The tools he’s worked on have had surprisingly long shelf life for such a rapidly changing field.  Early in his career, he says, “we developed an open-source storage system called PVFS that became the OrangeFS file system still in use today. We’ve also contributed to software that helps science teams store and retrieve data at very large scales through the ROMIO and Parallel netCDF tools.”

More recently, Ross and colleagues have built capabilities that improve the performance of storage systems by monitoring how applications use them – and that help facilities understand how to deploy the best platforms.

Besides making scientific data intelligible and accessible, SciDAC helps researchers in numerous other ways, including developing scientific code and moving it onto the new superfast exascale platforms expected to come on line between now and 2023.

The most interesting thing going on right now is perhaps how artificial intelligence is impacting so many aspects of what we do,” Ross says. “We’re helping teams across the Office of Science use AI in their work, but we’re also working internally on using AI to improve our RAPIDS tools.”

Teams often must train AI algorithms at massive scale. Supercomputers provide the speed to handle that task, producing models that classify data and predict results, helping screen for the best possible solutions. 

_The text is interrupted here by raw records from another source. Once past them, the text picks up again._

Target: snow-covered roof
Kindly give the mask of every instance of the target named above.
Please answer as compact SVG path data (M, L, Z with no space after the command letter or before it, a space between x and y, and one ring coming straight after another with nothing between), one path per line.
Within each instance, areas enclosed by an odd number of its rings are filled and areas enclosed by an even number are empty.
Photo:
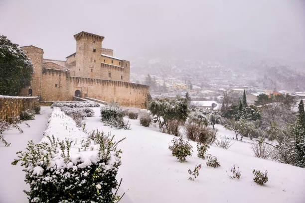
M217 105L218 103L215 101L191 101L191 104L196 105L197 106L212 106L212 104L215 103Z
M109 55L104 54L101 54L101 55L102 56L105 56L105 57L109 57L109 58L111 58L119 60L120 61L122 61L122 59L119 59L119 58L114 57L112 56L109 56Z
M52 62L60 66L67 68L66 66L66 61L60 61L59 60L43 59L43 63Z

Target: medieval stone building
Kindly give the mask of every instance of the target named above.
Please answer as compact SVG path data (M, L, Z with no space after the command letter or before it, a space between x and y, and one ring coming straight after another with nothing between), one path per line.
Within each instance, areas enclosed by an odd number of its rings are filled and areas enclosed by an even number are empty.
M114 101L124 106L145 107L149 86L130 83L130 63L102 48L104 37L86 32L74 36L76 52L66 61L43 58L43 50L20 48L33 64L30 87L21 96L39 96L41 101L71 101L74 97Z

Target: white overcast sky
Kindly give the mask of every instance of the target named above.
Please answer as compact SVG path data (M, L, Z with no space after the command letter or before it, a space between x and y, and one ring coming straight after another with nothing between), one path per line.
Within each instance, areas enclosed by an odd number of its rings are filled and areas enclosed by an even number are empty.
M220 46L305 61L304 0L0 0L0 34L45 58L75 52L81 31L105 36L103 47L127 60Z

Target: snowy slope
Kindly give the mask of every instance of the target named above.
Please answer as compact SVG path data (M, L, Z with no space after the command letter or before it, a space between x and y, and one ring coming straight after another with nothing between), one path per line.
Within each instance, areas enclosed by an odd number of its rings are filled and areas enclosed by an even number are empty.
M43 107L44 113L29 121L31 127L24 127L24 134L14 130L5 133L11 146L0 145L1 203L27 202L22 192L27 189L23 182L24 173L20 166L10 164L15 158L15 152L23 150L28 140L39 141L51 111L47 108ZM190 142L194 151L192 157L187 158L186 163L180 163L168 149L173 135L160 133L157 127L142 126L139 120L130 120L131 130L111 128L101 122L99 108L93 108L95 116L85 120L88 132L98 129L111 131L117 140L127 137L119 144L123 153L117 178L123 179L120 194L126 192L120 203L305 202L305 169L254 157L251 141L246 138L243 138L245 142L235 141L228 150L214 146L209 149L208 153L220 161L221 166L218 168L208 167L206 160L197 157L196 143L192 141ZM219 136L235 136L220 125L216 127ZM202 167L196 180L188 180L187 170L200 163ZM233 164L239 166L242 177L239 181L229 178ZM268 171L268 182L264 186L253 182L253 169Z
M123 178L121 187L127 196L123 203L305 202L305 169L254 157L248 143L236 142L228 150L212 146L208 153L216 156L221 165L214 169L197 157L196 143L191 141L193 155L180 163L168 149L172 135L142 126L138 120L130 120L131 130L111 129L103 125L99 108L94 108L95 116L87 118L87 130L111 130L117 139L127 138L119 146L123 153L118 178ZM234 135L216 127L221 135ZM187 170L200 163L203 167L197 180L188 180ZM233 164L239 166L239 181L228 177ZM265 185L253 181L253 169L268 171Z
M40 114L35 115L35 120L27 120L30 127L24 124L20 125L24 132L20 134L13 128L4 132L4 139L11 143L9 147L4 147L0 143L0 203L27 203L26 196L22 192L28 190L23 181L25 173L20 165L13 166L10 163L17 158L16 152L25 149L27 142L32 139L38 143L42 137L49 115L52 109L48 106L41 106Z

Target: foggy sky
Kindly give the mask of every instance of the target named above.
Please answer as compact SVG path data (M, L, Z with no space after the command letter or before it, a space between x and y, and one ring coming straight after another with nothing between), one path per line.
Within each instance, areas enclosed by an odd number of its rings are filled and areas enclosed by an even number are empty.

AI’s increasing importance to supercomputing is spurring the drive for exascale capacity. “Scientists have realized AI can help accelerate their work,” Ross says. “AI can be used to build reduced-order models to represent their science a little more simply and, if you’re tactical about where you apply these things, you can accelerate simulation codes while still getting the level of fidelity that you need to answer your questions or maybe narrow down the area where you need more high-fidelity simulations.”

DOE researchers are also using AI to guide searches for good parameters or close fits to parameters within large high-dimensional spaces – many parameters with many potential values – than possible before. Good parameters, for example, depend on context and might help, for instance, boost a supercomputer’s speed and efficiency.  

Computer scientists also are interested in control problems that revolve around a complex set of services. They want to predict when the computer system service needs more or less resources. “AI has a place here,”Ross notes, “and there are always different ways it fits in, but they all touch on exascale in some fashion.”

Heterogeneous computer architectures that use accelerators such as graphics processing units for AI  can make it difficult for science teams to run on varying high-performance systems, Ross says. “So it’s driving the platform readiness piece of RAPIDS to be a little more important than maybe it was a few years ago when the answer was going to be an NVIDIA accelerator for many platforms. This is because the computing hardware landscape has become more complex, while just a few years ago the diversity we’re seeing now, particularly in processors, didn’t exist.” 

The finesse of AI has displaced the brute-force model with system architectures that incorporate both more traditional CPUs and accelerators.

One of Ross’ favorite projects – and his most recent R&D 100 winner, last year – is Mochi, which helps teams build tailored data solutions and share components with each another to adapt to exascale. The software is designed so that if a user decides to make changes  – where or how to store the data, for example – it’s simple and won’t disrupt the entire service.

Mochi already has some users, including Intel, academia and the national labs, and they’re hopeful Mochi will “help an ecosystem of these kinds of services thrive in exascale and beyond,” Ross notes.

If one theme has emerged during his career, Ross says, it is this: People almost always need more data than they have – whether it’s more information from a simulation or about how a facility is operating. 

“Early on, I didn’t appreciate how important this kind of situational awareness was as much as I could have,” he says. “And I recently started to appreciate how the structure, annotations and documentation we use are getting toward FAIR data standards”  – findability, accessibility, interoperability and reusability, as an international consortium of scientists outlined five years ago. 

“During the next decade, with learning becoming so important, we’re really going to need to get our heads around how our performance data and other things like that can be captured and stored in a way tools can best take advantage of.”